In a recent survey conducted for e-commerce tech firm Bango, 72 percent of respondents — all U.S. subscription users — said there are “too many subscription services” currently on the market. Nearly 80 percent said they want a single platform to manage all of their subscriptions or want the ability to pay for multiple subscriptions through one monthly bill.

There is a growing field of aggregators rising to meet this demand, offering multiple third-party streaming platforms through a single integrated interface and billing system. Prime Video Channels, which offers services such as Paramount+, Starz and AMC+ as add-on subscriptions through Amazon’s streaming platform, is just one example.

Apple also offers some services as “channels” that can be purchased and viewed within the tech giant’s TV app and billed through Apple. Alphabet’s virtual MVPD YouTube TV and new aggregation service Primetime Channels offer similar options.

There are trade-offs to this system, of course. Amazon, for instance, reportedly takes a 30 percent cut of subscription fees paid through Prime Video Channels and is selective about the user data it shares with third-party services (another sticking point in the HBO Max relationship). But for some services, the incremental reach and revenue aggregators can offer are worth that cost of doing business.

“We continue to believe in broad and ubiquitous distribution as a path to scale, and that includes wholesale relationships, including with [Amazon],” Paramount CEO Bob Bakish said on an earnings call last year. (He would not disclose how many subscribers Paramount has through Prime Video Channels.)

For other services, however, this prospect is less enticing. With its 95 million global subscribers, Warner Bros. Discovery’s streaming portfolio — HBO, HBO Max and Discovery+ — is the largest U.S.-based DTC operation currently available via aggregators. (Prime Video Channels carries Discovery+ as well, while HBO Max is also available as a standalone or add-on subscription through YouTube TV.) The biggest players on the market, Netflix and Disney, continue to resist it.

There is a logic to doing so. Prime Video, Apple TV+ and YouTube are all major competitors for consumers’ time and attention. For Netflix and Disney, who have made it this far without aggregation, bundling their services with rival operations would be a nonsensical move until their subscriber growth stalls out completely.

That moment seems a lot closer than it did just a year ago, however. Netflix lost domestic subscribers in two back-to-back quarters this year and added just 100,000 in Q3. Disney+ has fared better; it picked up 1.9 million domestic subs in Q3 and has yet to see its growth reverse in any major market. But that growth is slowing in the domestic sphere, and analysts are questioning how many more customers Disney+ can pick up without a major shift in its content strategy.

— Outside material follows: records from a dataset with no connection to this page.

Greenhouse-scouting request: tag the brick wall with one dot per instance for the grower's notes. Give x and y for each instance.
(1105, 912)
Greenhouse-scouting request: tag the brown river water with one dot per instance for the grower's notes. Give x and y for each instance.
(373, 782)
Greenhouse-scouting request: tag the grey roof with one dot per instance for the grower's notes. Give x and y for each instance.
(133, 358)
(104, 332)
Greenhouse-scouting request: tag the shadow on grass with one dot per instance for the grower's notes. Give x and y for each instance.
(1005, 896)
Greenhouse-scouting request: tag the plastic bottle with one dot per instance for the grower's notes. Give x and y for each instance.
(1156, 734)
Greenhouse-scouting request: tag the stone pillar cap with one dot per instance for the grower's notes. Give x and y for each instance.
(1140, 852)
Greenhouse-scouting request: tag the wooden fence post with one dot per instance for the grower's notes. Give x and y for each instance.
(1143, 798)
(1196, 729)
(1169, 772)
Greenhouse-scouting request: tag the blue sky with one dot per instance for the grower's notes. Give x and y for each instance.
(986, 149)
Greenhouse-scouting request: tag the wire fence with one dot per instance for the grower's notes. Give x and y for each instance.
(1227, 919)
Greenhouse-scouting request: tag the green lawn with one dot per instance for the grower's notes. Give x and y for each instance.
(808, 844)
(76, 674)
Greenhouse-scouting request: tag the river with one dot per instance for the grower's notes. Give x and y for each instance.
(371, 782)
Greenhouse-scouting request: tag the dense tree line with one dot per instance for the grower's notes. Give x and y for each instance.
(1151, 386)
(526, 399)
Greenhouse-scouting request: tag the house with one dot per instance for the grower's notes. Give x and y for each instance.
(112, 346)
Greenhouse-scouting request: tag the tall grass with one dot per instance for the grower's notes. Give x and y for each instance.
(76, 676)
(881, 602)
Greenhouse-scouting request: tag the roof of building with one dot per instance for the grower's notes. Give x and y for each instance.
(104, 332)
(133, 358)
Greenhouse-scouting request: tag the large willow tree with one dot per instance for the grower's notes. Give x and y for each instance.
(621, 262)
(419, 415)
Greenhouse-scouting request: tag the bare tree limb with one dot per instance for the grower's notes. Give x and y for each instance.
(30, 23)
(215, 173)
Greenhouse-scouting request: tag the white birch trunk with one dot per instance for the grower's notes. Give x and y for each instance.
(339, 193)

And even the biggest players are not immune to market trends. Verizon is at work on Plus Play, a subscription service hub for its customers, which is set to feature major streamers including, yes, Netflix and Disney+, as well as HBO Max and others.

Streamers are undoubtedly more eager to participate in aggregation with a company that is not competing with them in the SVOD game. But the tide is only gathering strength: service aggregation is poised to become a major business in the years ahead, as consumers’ frustration over subscription juggling is unlikely to abate.

Just last week, at the New York Times DealBook Summit, Amazon CEO Andy Jassy laid out a vision for Prime Video to become “the center of the entertainment universe,” per the Hollywood Reporter, both producing its own content and providing every other platform through Channels.

“Customers would like to go to a place and find everything they want, they don’t want to go to five or six different places,” Jassy said.

That can’t be denied. How much longer it can be resisted, even by streaming’s biggest giants, is anyone’s guess.